Open this photo in gallery:Victor Yarbrough, CEO of Brough Brothers Distillery, Kentucky’s first Black-owned distillery, said his company was 'deeply disappointed' after losing a lucrative deal to sell its bourbon to New Brunswick Liquor due to trade tensions.Jon Cherry/The Associated Press

The surge in patriotism among Canadian shoppers, fuelled by trade tensions with the United States, is already leaving a sizable mark on American business, early data from a variety of industries suggests.

U.S. tour operators are reporting booking declines of as much as 85 per cent, while American distilleries are losing major deals. Meanwhile, Canadian grocers are posting a bump in domestic product sales of up to 10 per cent.

Donald Trump’s jabs about annexation, along with a 25-per-cent levy on steel and aluminum from Canada and the U.S. President’s threats of a 25-per-cent tariff on most Canadian imports have prompted a rallying cry to “Buy Canadian” across this country.

Want to know how to buy Canadian? Our updated guide to replacing the biggest American imports with local brands

While consumer boycotts – combined with government policy actions – are causing trouble south of the border, concerns are bubbling up about the toll on Canadian businesses, too.

“To use some of the words I hear from tour company members of the National Tour Association, the drop-off is ‘astronomical’ when speaking about Canadians booking group travel to the United States,” said Catherine Prather, president of the Kentucky-based organization, which specializes in group tours.

One National Tour Association member operator reported just two bookings for U.S. tours in the past two weeks compared to 39 bookings during the same period in 2024, she said.
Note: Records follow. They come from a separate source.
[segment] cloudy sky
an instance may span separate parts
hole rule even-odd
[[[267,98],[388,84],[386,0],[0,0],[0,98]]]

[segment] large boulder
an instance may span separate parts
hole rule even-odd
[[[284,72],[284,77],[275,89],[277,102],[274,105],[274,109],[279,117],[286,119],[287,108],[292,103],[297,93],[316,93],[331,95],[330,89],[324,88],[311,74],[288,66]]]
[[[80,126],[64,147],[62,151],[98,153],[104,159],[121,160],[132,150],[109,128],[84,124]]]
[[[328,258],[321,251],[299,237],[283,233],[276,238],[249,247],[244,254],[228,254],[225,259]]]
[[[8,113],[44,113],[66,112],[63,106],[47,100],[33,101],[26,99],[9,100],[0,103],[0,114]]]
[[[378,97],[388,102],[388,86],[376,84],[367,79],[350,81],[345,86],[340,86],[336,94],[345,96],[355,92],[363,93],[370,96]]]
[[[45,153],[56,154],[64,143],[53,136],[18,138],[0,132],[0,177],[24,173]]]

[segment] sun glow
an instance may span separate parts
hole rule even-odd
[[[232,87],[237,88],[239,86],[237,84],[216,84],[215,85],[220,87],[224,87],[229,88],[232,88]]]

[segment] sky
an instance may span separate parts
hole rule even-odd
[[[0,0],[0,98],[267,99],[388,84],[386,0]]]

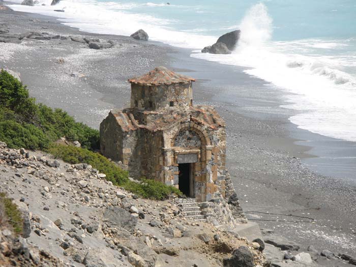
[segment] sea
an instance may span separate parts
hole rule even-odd
[[[151,40],[190,49],[192,57],[242,66],[287,93],[283,107],[297,111],[289,120],[299,128],[356,141],[355,0],[62,0],[54,7],[51,0],[35,7],[21,1],[11,8],[59,17],[88,32],[143,28]],[[238,29],[231,54],[200,52]]]

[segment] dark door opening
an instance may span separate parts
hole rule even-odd
[[[179,170],[179,190],[187,196],[192,196],[190,190],[191,179],[191,164],[190,163],[182,163],[178,164]]]

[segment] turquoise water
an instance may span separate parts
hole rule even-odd
[[[62,0],[60,13],[51,1],[12,8],[60,16],[89,32],[128,36],[143,28],[151,40],[190,49],[192,57],[245,67],[251,79],[285,92],[283,107],[296,111],[289,120],[299,127],[356,141],[355,0]],[[231,54],[200,52],[236,29],[241,36]]]
[[[100,2],[105,2],[103,0]],[[219,36],[237,27],[246,10],[263,3],[273,20],[273,39],[348,38],[356,35],[354,0],[118,1],[126,12],[144,14],[166,21],[176,30]],[[130,7],[131,8],[128,8]]]

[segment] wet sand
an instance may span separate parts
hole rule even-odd
[[[348,180],[328,177],[308,168],[313,161],[322,163],[322,158],[312,156],[310,151],[330,154],[322,151],[323,145],[333,151],[333,145],[349,147],[351,155],[354,150],[345,142],[321,138],[291,124],[288,117],[295,111],[280,107],[285,93],[245,74],[243,68],[190,57],[187,49],[83,33],[50,17],[14,12],[0,15],[0,23],[7,23],[14,33],[46,31],[115,42],[113,48],[102,50],[70,40],[0,43],[0,67],[20,73],[32,96],[94,128],[99,128],[109,109],[127,106],[127,79],[159,65],[194,77],[194,103],[214,105],[226,121],[227,167],[248,218],[299,243],[302,249],[314,245],[335,252],[356,251],[356,183],[349,175]],[[64,64],[58,63],[60,58]],[[72,77],[73,73],[83,77]],[[304,145],[309,143],[317,145]],[[315,221],[283,222],[299,220],[256,212]]]

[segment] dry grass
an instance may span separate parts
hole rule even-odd
[[[17,234],[21,234],[23,227],[23,219],[17,206],[6,197],[4,193],[0,193],[0,227],[7,227]]]

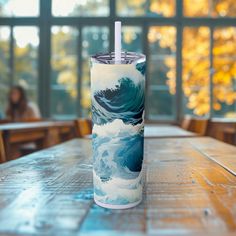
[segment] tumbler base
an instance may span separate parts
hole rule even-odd
[[[137,202],[130,203],[130,204],[126,204],[126,205],[112,205],[112,204],[106,204],[106,203],[99,202],[99,201],[96,200],[95,198],[94,198],[94,201],[95,201],[95,203],[96,203],[98,206],[101,206],[101,207],[104,207],[104,208],[122,210],[122,209],[128,209],[128,208],[132,208],[132,207],[137,206],[139,203],[141,203],[142,199],[139,200],[139,201],[137,201]]]

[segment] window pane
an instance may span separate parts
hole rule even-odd
[[[175,0],[116,0],[119,16],[172,17],[175,15]]]
[[[10,28],[0,27],[0,118],[3,117],[7,105],[9,88],[9,46]]]
[[[188,17],[235,17],[235,0],[184,0],[184,14]]]
[[[182,86],[185,114],[196,116],[206,116],[209,114],[209,50],[209,28],[184,28]]]
[[[81,106],[82,106],[82,115],[84,117],[89,116],[91,113],[89,58],[91,55],[99,52],[108,52],[108,47],[109,47],[108,34],[109,34],[108,27],[88,26],[84,27],[82,30],[83,75],[82,75]]]
[[[174,97],[169,93],[168,88],[153,87],[148,97],[150,120],[173,120]]]
[[[38,28],[17,26],[14,35],[14,82],[28,90],[29,97],[37,102],[38,87]]]
[[[38,16],[39,0],[0,0],[0,16]]]
[[[152,26],[149,41],[149,119],[174,119],[176,83],[176,29]]]
[[[236,116],[236,27],[217,28],[213,48],[214,116]]]
[[[142,28],[138,26],[122,27],[122,49],[129,52],[142,52]]]
[[[108,16],[109,0],[52,0],[54,16]]]
[[[212,1],[212,16],[214,17],[235,17],[236,16],[236,1],[235,0],[221,0]]]
[[[77,37],[78,31],[67,26],[52,27],[51,114],[65,118],[77,111]]]

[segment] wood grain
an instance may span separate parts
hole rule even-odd
[[[207,148],[208,146],[208,148]],[[0,165],[0,234],[232,235],[236,177],[209,159],[235,147],[211,138],[146,139],[144,199],[129,210],[93,203],[91,140]]]
[[[144,136],[145,138],[186,138],[199,135],[174,125],[145,125]]]

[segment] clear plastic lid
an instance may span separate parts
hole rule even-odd
[[[135,52],[122,52],[121,61],[115,62],[115,53],[99,53],[91,56],[92,63],[100,64],[136,64],[144,62],[146,60],[145,55]]]

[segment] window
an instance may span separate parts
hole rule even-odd
[[[236,27],[215,28],[213,47],[213,115],[236,111]]]
[[[77,109],[78,31],[53,26],[51,36],[51,115],[75,117]]]
[[[37,101],[38,89],[38,29],[30,26],[13,28],[14,39],[14,77],[13,83],[22,85],[28,96]]]
[[[185,27],[183,31],[184,113],[208,116],[210,112],[210,30]]]
[[[174,119],[176,29],[173,26],[152,26],[149,28],[148,41],[149,117],[154,120]]]
[[[175,0],[116,0],[119,16],[172,17],[175,15]]]
[[[39,0],[0,0],[0,16],[38,16]]]
[[[108,16],[109,0],[52,0],[54,16]]]
[[[0,27],[0,114],[5,112],[10,77],[10,28]]]
[[[20,83],[46,117],[90,116],[89,59],[113,50],[115,19],[147,56],[147,120],[236,116],[235,0],[0,0],[0,111]]]

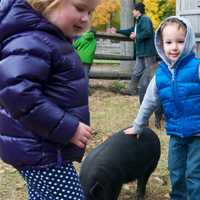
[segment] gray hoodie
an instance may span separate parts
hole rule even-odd
[[[165,56],[164,50],[161,46],[160,27],[166,20],[170,18],[177,18],[181,20],[187,27],[187,33],[186,33],[183,50],[175,63],[171,63],[170,60]],[[185,56],[187,56],[189,53],[191,53],[194,50],[195,36],[194,36],[194,32],[192,31],[192,26],[189,23],[189,21],[187,21],[183,17],[171,16],[171,17],[166,18],[156,30],[154,42],[155,42],[155,47],[158,52],[158,55],[160,56],[162,61],[165,62],[170,72],[173,74],[174,73],[173,67],[176,65],[176,63],[182,60]],[[200,77],[200,69],[199,69],[199,77]],[[154,76],[151,82],[149,83],[142,105],[140,106],[137,117],[135,118],[133,122],[134,133],[140,134],[142,132],[143,127],[147,123],[149,117],[154,112],[154,110],[159,106],[159,104],[160,104],[160,101],[159,101],[159,96],[157,93],[156,80]]]

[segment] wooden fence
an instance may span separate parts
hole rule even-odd
[[[200,33],[195,34],[197,38],[197,56],[200,57]],[[99,79],[129,79],[131,70],[134,67],[134,56],[127,55],[121,48],[122,43],[133,41],[121,34],[97,33],[97,50],[95,59],[117,60],[118,64],[93,64],[90,77]],[[129,61],[129,67],[123,66],[122,61]]]

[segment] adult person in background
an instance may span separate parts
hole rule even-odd
[[[73,162],[91,137],[88,83],[72,38],[98,0],[1,0],[0,158],[29,200],[85,200]]]
[[[128,36],[135,42],[136,63],[133,67],[128,89],[122,90],[122,93],[126,95],[136,95],[138,93],[138,82],[144,69],[156,62],[154,30],[151,19],[144,15],[145,5],[136,3],[132,13],[135,19],[134,26],[123,30],[117,30],[112,27],[109,30],[111,33],[120,33]]]
[[[83,63],[85,77],[88,83],[90,68],[94,60],[97,46],[95,33],[95,30],[90,29],[89,31],[84,32],[80,37],[77,37],[73,42],[73,46],[76,49],[81,62]]]

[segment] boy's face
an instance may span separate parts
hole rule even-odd
[[[133,9],[132,14],[133,14],[133,17],[135,17],[135,18],[137,18],[141,15],[140,11],[138,11],[136,9]]]
[[[86,30],[97,3],[98,0],[62,0],[61,5],[52,10],[47,18],[65,36],[73,37]]]
[[[167,25],[162,32],[164,53],[172,63],[176,62],[181,54],[186,32],[182,28],[178,28],[177,24]]]

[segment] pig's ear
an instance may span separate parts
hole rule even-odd
[[[99,182],[96,182],[90,189],[90,195],[92,196],[93,199],[104,200],[103,190],[104,190],[103,185]]]

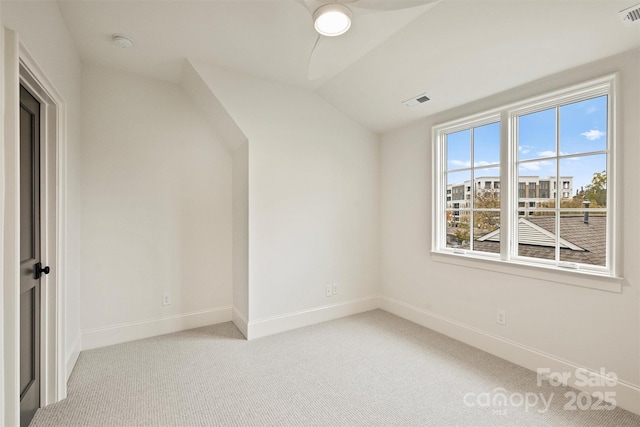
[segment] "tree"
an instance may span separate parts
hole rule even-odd
[[[583,200],[589,200],[592,208],[607,206],[607,171],[594,173],[591,184],[581,192]]]

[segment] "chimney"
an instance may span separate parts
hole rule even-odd
[[[589,209],[589,205],[591,204],[590,200],[585,200],[584,202],[584,220],[583,222],[585,224],[589,224],[589,211],[587,209]]]

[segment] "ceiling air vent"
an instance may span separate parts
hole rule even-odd
[[[429,100],[429,97],[426,93],[421,93],[420,95],[414,96],[413,98],[407,99],[406,101],[402,101],[404,105],[407,107],[415,107],[416,105],[424,104]]]
[[[621,10],[620,19],[624,22],[635,22],[640,20],[640,4]]]

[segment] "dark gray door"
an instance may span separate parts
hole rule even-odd
[[[40,407],[40,103],[20,86],[20,425]]]

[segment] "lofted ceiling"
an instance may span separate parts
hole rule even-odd
[[[640,23],[618,16],[639,0],[441,0],[355,16],[319,40],[325,68],[309,80],[317,34],[302,1],[58,3],[85,62],[172,82],[185,59],[214,63],[313,90],[377,132],[640,47]],[[422,92],[431,101],[402,105]]]

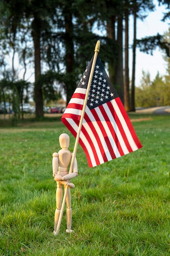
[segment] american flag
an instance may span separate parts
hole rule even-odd
[[[64,112],[62,121],[76,137],[93,58]],[[140,148],[121,101],[97,56],[79,141],[89,167]]]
Another Canadian operator, with 85 per cent of their business focused on tours to the U.S., had to scrap every U.S. departure for March, April and May due to client cancellations.

Ms. Prather said Canadian operators and hospitality businesses represent 7 per cent of NTA’s membership, with many focusing a chunk of their business on tours to the U.S. “One of those tour operators has just responded with the latest cancellations – his business will be down 75 per cent this year,” she said.

The exchange rate and fluctuating trade policies have had a “resounding effect” on Canadians’ travel cancellations, she said. But tour operators shared that the rhetoric about making Canada the 51st state is “perhaps even worse,” and in many cases, has been the “deciding factor” for customers.

“It’s almost a three-headed monster right now of rhetoric around Canadian sovereignty, yo-yoing on tariff levels and then the widening gap of the conversion rate,” said Corey Fram, director at the Thousand Islands International Tourism Council. “It’s really teaming up to drive down Canadian visitations to the U.S. side.”

Traffic across some major border crossings in tourism states such as New York has dropped by 12 per cent in the first two weeks of February alone, said Mr. Fram. He cited data provided to him by the Bridge and Tunnel Operators Association for border crossings on the Thousand Islands Bridge between Alexandria Bay, N.Y., and southeastern Ontario.

Statistics Canada data also show that Canadian automobile trips to the U.S. are plummeting. About 1.2 million return trips were made into Canada by Canadians in February – a 23-per-cent drop from that period a year ago.

The U.S. Travel Association warned in February that even a 10 per cent drop in Canadian visitors would lead to more than $2.1-billion in spending losses and a threat to 14,000 jobs.

The Buy Canadian movement is also hitting the grocery aisles. Per Bank, CEO of Canada’s largest food retailer, Loblaw Cos. Ltd., said in February that the company saw about a 10-per-cent uptick in sales for Canadian products in preceding weeks.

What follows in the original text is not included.